13 June: International Albinism Awareness Day
The International Albinism Awareness Day was observed on 13 June 2017 with an aim to end multiple forms of discrimination that is faced by people who suffers from albinism.
Albinism results in a lack of pigmentation (melanin) in the hair, skin and eyes, causing vulnerability to the sun and bright light. As a result, almost all people with albinism are visually impaired and are prone to developing skin cancer. There is no cure for the absence of melanin that is central to albinism.
Albinism is a rare, non-contagious, genetically inherited difference present at birth and it is still profoundly misunderstood, socially and medically. In almost all types of albinism, both parents must carry the gene for it to be passed on, even if they do not have albinism themselves.
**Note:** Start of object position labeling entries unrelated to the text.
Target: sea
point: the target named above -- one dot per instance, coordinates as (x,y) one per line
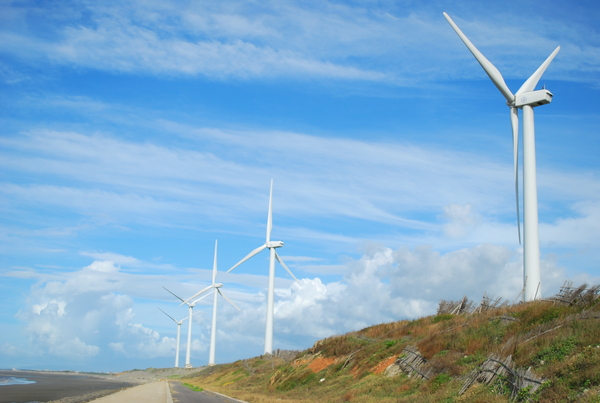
(11,380)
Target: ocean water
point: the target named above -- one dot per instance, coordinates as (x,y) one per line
(11,380)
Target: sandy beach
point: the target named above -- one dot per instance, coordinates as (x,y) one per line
(61,387)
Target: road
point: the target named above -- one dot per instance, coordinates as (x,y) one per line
(183,394)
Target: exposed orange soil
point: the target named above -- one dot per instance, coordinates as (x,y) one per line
(379,368)
(320,363)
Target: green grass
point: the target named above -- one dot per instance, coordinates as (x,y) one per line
(559,347)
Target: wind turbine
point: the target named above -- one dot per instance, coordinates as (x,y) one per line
(191,313)
(271,245)
(526,98)
(179,323)
(217,291)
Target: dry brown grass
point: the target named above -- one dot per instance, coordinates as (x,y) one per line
(552,339)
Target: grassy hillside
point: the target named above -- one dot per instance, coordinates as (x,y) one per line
(433,358)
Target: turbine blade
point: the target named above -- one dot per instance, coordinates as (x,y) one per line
(532,81)
(270,217)
(202,291)
(254,252)
(215,263)
(514,120)
(489,68)
(174,320)
(228,300)
(176,296)
(284,266)
(202,297)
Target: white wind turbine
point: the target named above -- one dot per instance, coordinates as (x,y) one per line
(191,306)
(271,245)
(526,98)
(179,323)
(217,291)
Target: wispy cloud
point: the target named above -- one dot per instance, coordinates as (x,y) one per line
(289,39)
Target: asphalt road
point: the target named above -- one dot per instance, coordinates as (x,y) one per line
(52,386)
(183,394)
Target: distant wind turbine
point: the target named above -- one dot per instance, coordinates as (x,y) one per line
(526,99)
(271,245)
(179,323)
(217,291)
(191,306)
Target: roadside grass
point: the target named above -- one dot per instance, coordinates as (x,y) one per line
(562,348)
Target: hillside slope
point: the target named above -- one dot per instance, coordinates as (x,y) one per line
(547,351)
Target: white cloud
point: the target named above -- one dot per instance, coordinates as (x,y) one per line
(389,42)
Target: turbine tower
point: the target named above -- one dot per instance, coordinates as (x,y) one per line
(271,245)
(191,306)
(526,98)
(179,323)
(217,291)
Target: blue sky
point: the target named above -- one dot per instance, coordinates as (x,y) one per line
(133,134)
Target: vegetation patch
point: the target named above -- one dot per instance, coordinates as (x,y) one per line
(559,344)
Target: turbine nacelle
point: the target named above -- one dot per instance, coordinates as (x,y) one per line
(533,98)
(274,244)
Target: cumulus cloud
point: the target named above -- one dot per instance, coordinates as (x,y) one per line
(88,313)
(386,285)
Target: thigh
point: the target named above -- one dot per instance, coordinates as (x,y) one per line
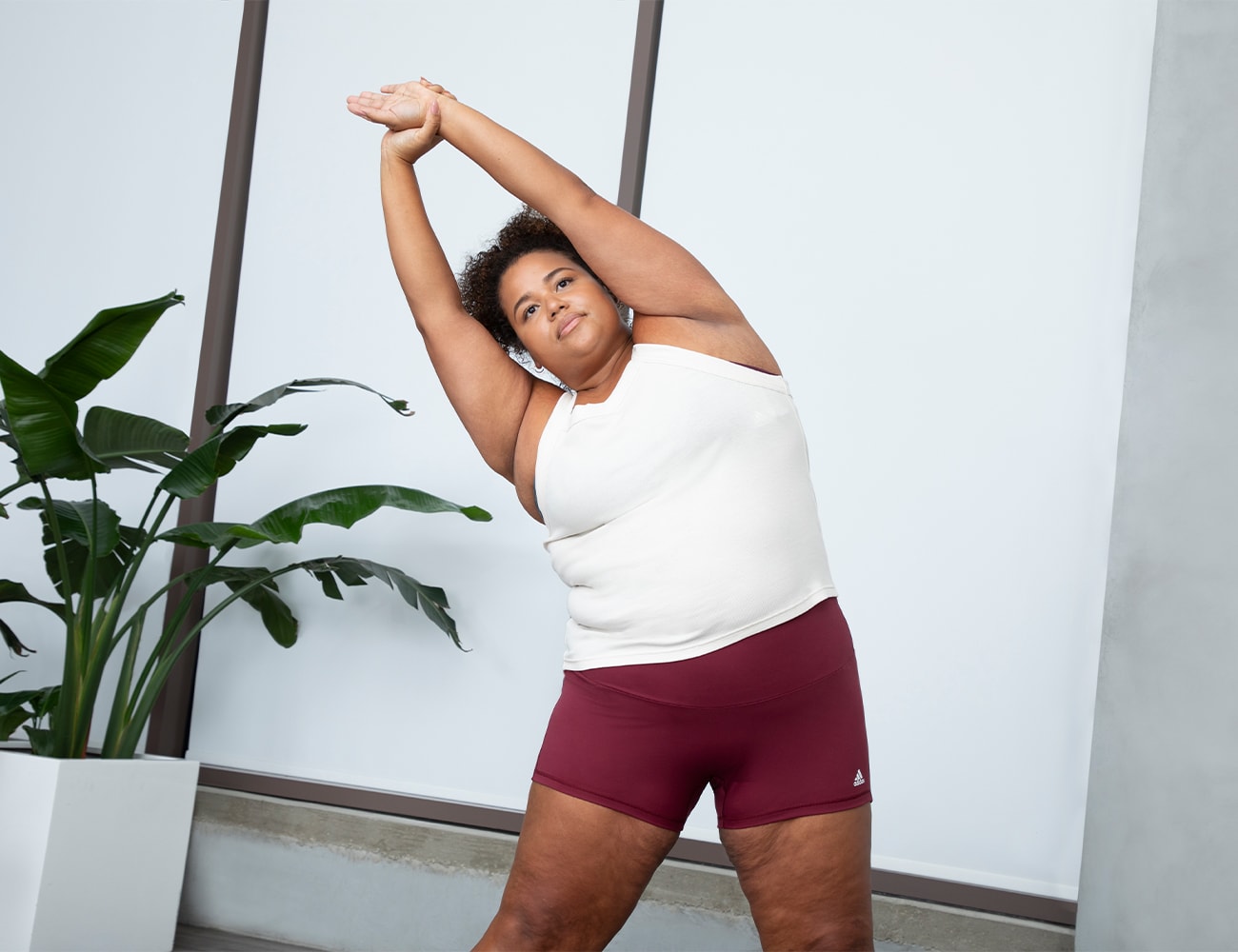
(578,872)
(809,879)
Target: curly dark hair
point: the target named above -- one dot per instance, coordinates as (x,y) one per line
(527,230)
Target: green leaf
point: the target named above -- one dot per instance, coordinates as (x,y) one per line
(276,615)
(104,346)
(221,416)
(11,592)
(431,601)
(339,506)
(329,587)
(42,742)
(44,425)
(217,457)
(77,550)
(129,441)
(79,522)
(11,720)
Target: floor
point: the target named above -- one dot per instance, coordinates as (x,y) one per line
(190,939)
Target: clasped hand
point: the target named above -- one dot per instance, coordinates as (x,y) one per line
(409,110)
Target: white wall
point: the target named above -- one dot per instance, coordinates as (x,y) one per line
(928,209)
(372,695)
(110,188)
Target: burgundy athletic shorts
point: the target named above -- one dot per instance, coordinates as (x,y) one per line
(774,724)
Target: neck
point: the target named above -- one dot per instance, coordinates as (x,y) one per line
(598,387)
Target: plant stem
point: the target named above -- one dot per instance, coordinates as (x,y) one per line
(132,730)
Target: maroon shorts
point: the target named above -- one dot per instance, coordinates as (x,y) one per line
(774,724)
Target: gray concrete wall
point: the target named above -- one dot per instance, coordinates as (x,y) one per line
(1160,853)
(342,879)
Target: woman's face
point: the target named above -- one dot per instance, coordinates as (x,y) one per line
(565,318)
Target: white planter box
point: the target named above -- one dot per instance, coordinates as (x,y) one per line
(91,852)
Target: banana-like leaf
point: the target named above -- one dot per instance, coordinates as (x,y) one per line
(339,506)
(44,425)
(104,346)
(94,526)
(42,742)
(21,705)
(217,457)
(11,592)
(277,618)
(130,441)
(357,571)
(222,416)
(108,565)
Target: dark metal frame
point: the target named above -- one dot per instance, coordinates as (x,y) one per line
(169,732)
(170,722)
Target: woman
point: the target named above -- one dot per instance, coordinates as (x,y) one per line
(705,644)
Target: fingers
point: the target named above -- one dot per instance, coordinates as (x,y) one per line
(437,88)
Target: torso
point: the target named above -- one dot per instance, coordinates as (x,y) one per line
(734,342)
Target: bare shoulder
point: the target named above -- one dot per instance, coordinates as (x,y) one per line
(541,405)
(733,339)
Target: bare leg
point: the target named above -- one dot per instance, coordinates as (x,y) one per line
(578,872)
(809,881)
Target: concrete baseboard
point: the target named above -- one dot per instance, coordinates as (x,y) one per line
(333,878)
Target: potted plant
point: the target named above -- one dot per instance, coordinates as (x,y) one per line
(91,557)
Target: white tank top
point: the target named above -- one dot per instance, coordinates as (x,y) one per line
(680,510)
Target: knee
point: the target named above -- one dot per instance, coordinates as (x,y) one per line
(847,935)
(838,934)
(525,927)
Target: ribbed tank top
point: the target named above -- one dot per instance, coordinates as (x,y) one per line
(680,510)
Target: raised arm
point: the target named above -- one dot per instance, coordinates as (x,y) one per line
(489,391)
(645,268)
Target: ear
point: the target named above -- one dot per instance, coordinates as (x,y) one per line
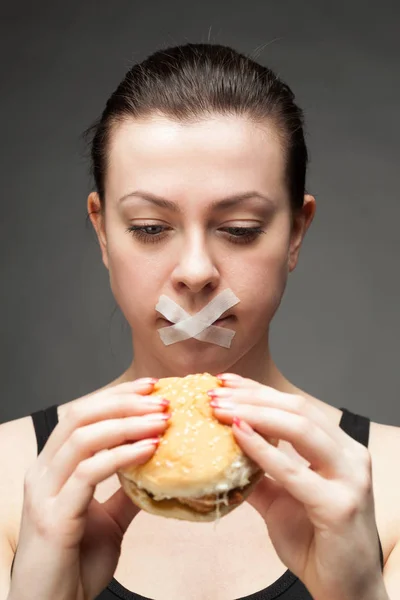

The condition is found in both sexes regardless of ethnicity and in all countries of the world.
The physical appearance of persons with albinism is often the object of erroneous beliefs and myths influenced by superstition, which fosters their marginalisation and social exclusion. This leads to various forms of stigma and discrimination.
According to United Nations (UN), in some communities, erroneous beliefs and myths, which are heavily influenced by superstition, put the security and lives of persons with albinism at constant risk. These beliefs and myths are centuries old and are present in cultural attitudes and practices around the world.
The UN General Assembly on 18 December 2014 adopted a resolution that proclaimed that 13 June will be observed as International Albinism Awareness Day. The first Albinism Day was observed on 13 June 2015.
In 2013, the United Nations Human Rights Council adopted a resolution calling for the prevention of attacks and discrimination against persons with albinism. Moreover, in response to the call from civil society organisations advocating considering persons with albinism as a specific group with particular needs that require special attention, on 26 March 2015, the Council created the mandate of Independent Expert on the enjoyment of human rights by persons with albinism.
Later in January 2016, Ikponwosa Ero, United Nations Independent Expert on the Enjoyment of Human Rights of Persons with Albinism submitted her first report on albinism to the UN Human Rights Council. Adding to the information contained in the July 2016 report to the General Assembly, the latest report was presented to the Human Rights Council in 2017 and included a focus on witchcraft as a key root cause of attacks against persons with albinism.